Il frutto del mio lavoro è stato reso possibile solo ed esclusivamente grazie alla partecipazione attiva e costante di Luisa, anche se l’analisi è mia la storia è la sua, e non voglio che la cosa passi inosservata. Questo progetto di tesi è stato totalmente incentrato sulla comprensione, una comprensione ragionata, aperta, se si vuole anche emozionale ed empatica, è stato un lavoro che personalmente ho trovato meraviglioso, anche se a tratti non semplice, centrato sulla soggettività di una persona che mi esprimeva il suo mondo. Spero che all’interno della tesi non passi in secondo piano il fatto che tutto è stato reso possibile grazie ad una relazione reciproca tra due persone, le parole dell’antropologo Pietro Clemente non potrebbero qui risultare più adeguate:

Il testo che presentiamo, nato e prodotto attraverso un lungo dialogo, in una relazione personale ricca di scambi, è un esempio adeguato della cooperazione tra due protagonisti diversi, impegnati in diverse prestazioni intellettuali, finalizzate a un comune lavoro (Clemente 2013: 182).

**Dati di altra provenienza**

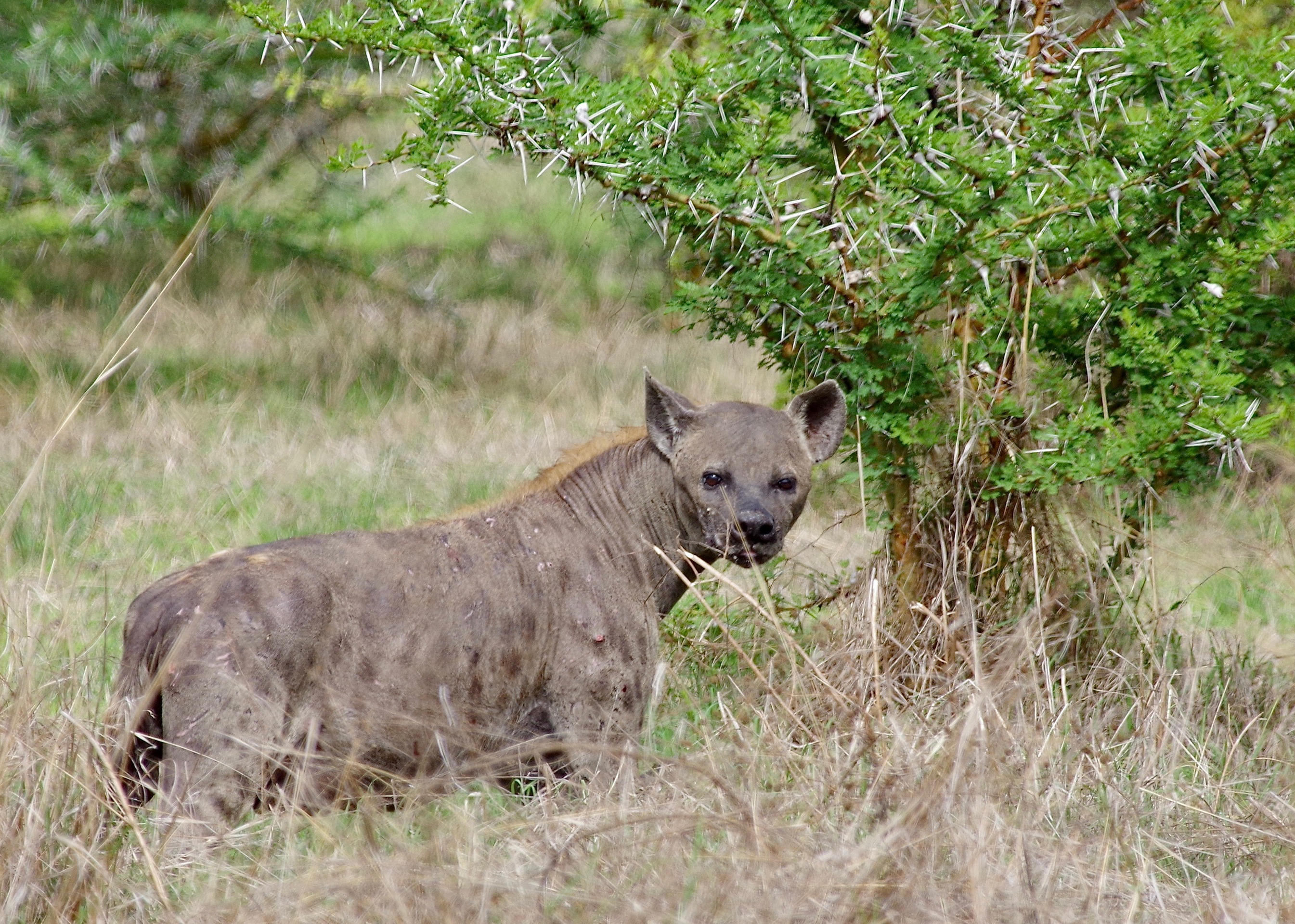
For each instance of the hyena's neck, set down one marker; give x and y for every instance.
(630, 501)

Ritengo che questa ricerca sul campo abbia arricchito il mio bagaglio di esperienze personali, il che va anche oltre la scrittura della tesi, ma per quanto la riguarda, sul piano antropologico, spero che un’etnografia di questo tipo sia capace di riconoscere nella narrazione, nel caso specifico della mia interlocutrice, il prodursi di una conoscenza che va al di là delle vicende individuali e personali, e che possa essere ritenuta utile ai fini della conoscenza, dell’indagine sia storica che, soprattutto, antropologica.